Commentary on Unnecessary reliance on multilevel modelling to analyse nested data in neuroscience: When a traditional summary-statistics approach suffices

Paul Alexander Bloom 1,1,, Monica Kim Ngan Thieu 1,1,∗∗, Niall Bolger 1
PMCID: PMC9846465  PMID: 36685767

McNabb and Murayama (2021) present a set of simulations demonstrating that under certain circumstances, simpler models based on summary statistics perform equivalently to multilevel models (MLM). We commend the clarification that the summary statistic approach does not automatically result in a loss in statistical power and agree that the summary-statistics approach can be useful in some cases in neuroimaging (Mumford and Nichols, 2009).

However, the authors' conclusion that the summary statistics approach can do “an equally good or even better job in some situations” overstates the drawbacks of MLM and neglects its key advantages. Most importantly, the singular fit errors cited by the authors as common with MLM arise only in frequentist methods that use maximum likelihood estimation (e.g. lmer; Bates and Bolker, 2011). With Bayesian MLM methods that use Markov-Chain Monte Carlo computations, such singular fit or convergence errors largely do not occur. Bayesian multilevel regression models can be readily fit using syntax nearly identical to lmer using the brms (Bürkner, 2017) and rstanarm (Gabry et al., 2019) packages in R, or with the PyMC python library (Salvatier et al., 2016). Thus, Bayesian MLM methods can alleviate the singular fit errors and associated issues with power and Type I error rates that can occur with equivalent maximum-likelihood MLM methods.

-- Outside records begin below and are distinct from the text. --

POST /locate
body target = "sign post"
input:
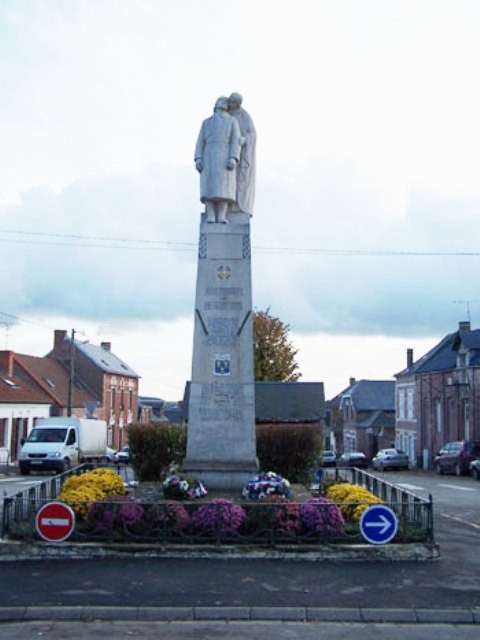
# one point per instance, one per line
(55, 521)
(378, 524)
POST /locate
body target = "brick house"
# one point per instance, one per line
(110, 381)
(21, 403)
(438, 396)
(367, 408)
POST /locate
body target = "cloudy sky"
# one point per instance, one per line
(366, 227)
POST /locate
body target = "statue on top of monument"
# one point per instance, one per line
(246, 166)
(216, 157)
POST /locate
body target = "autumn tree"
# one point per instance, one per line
(274, 354)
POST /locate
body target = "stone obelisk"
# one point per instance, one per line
(221, 444)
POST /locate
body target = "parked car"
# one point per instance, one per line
(455, 457)
(390, 459)
(475, 469)
(123, 455)
(329, 459)
(353, 459)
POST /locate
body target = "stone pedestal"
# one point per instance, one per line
(221, 445)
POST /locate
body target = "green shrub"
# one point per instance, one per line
(154, 448)
(289, 449)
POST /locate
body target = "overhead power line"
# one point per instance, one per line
(135, 244)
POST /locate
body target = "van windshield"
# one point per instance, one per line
(47, 435)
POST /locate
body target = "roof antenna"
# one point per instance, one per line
(467, 302)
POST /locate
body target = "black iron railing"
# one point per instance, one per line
(259, 523)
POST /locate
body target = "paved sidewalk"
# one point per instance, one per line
(246, 614)
(234, 630)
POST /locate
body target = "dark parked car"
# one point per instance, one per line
(390, 459)
(475, 469)
(455, 457)
(353, 459)
(329, 459)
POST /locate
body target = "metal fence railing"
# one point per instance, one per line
(408, 507)
(259, 523)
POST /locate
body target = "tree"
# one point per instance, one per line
(274, 355)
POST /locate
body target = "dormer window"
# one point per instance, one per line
(10, 383)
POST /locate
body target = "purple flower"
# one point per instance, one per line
(321, 515)
(170, 514)
(220, 515)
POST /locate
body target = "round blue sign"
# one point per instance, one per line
(378, 524)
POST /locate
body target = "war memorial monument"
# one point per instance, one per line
(221, 444)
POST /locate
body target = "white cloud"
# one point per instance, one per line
(367, 140)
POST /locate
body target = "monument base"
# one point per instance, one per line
(222, 476)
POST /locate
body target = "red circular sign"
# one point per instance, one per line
(55, 521)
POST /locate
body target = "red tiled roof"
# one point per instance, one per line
(15, 390)
(52, 378)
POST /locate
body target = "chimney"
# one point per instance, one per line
(6, 361)
(60, 336)
(409, 358)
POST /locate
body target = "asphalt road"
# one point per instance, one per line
(449, 584)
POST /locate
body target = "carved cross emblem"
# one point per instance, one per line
(223, 272)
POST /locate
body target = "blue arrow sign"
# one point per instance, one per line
(378, 524)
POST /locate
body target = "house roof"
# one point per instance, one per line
(105, 360)
(443, 356)
(283, 401)
(52, 378)
(372, 395)
(16, 390)
(377, 419)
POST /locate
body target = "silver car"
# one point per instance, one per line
(390, 459)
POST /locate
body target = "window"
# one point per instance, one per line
(112, 398)
(466, 418)
(10, 383)
(401, 404)
(3, 431)
(410, 405)
(438, 415)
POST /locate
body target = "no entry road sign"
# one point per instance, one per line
(378, 524)
(55, 521)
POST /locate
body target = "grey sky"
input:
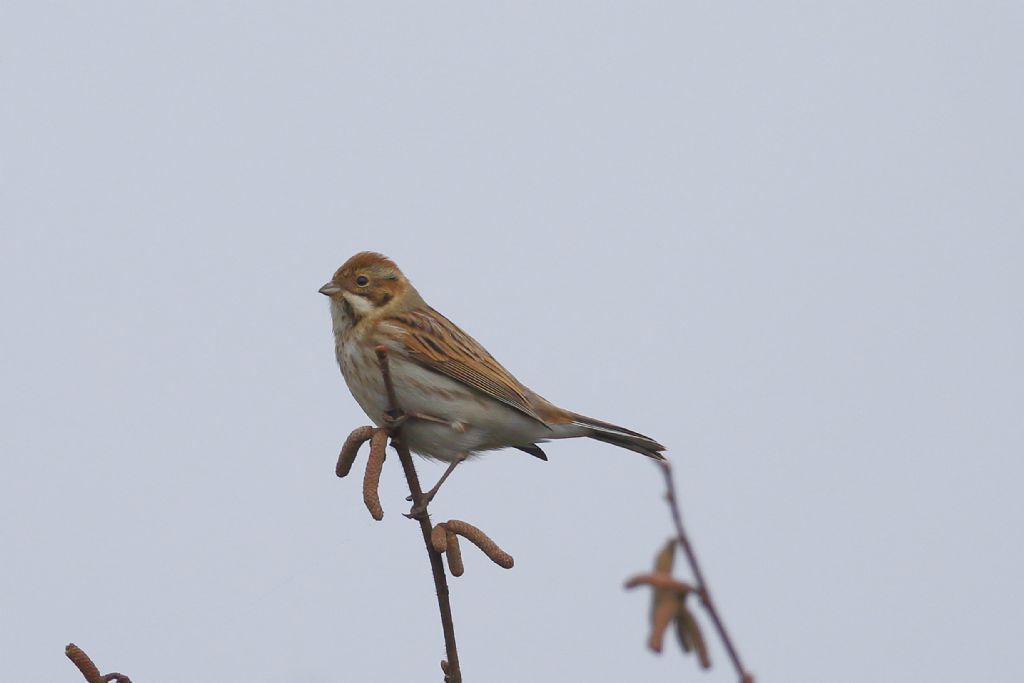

Further, although in certain circumstances the summary-statistics approach returns equivalent results to MLM fixed effects (Murayama et al., 2022), the summary-statistics approach can be problematic in cases of unequal cluster sizes or unequal cluster variances (Gelman and Hill, 2006). This approach tends to overweight summary statistics from smaller clusters in estimating fixed effects (Gelman, 2006). In contrast, the partial pooling of variances across clusters within the MLM framework can improve estimation of uncertainty and model predictive performance (van Boekel, 2021).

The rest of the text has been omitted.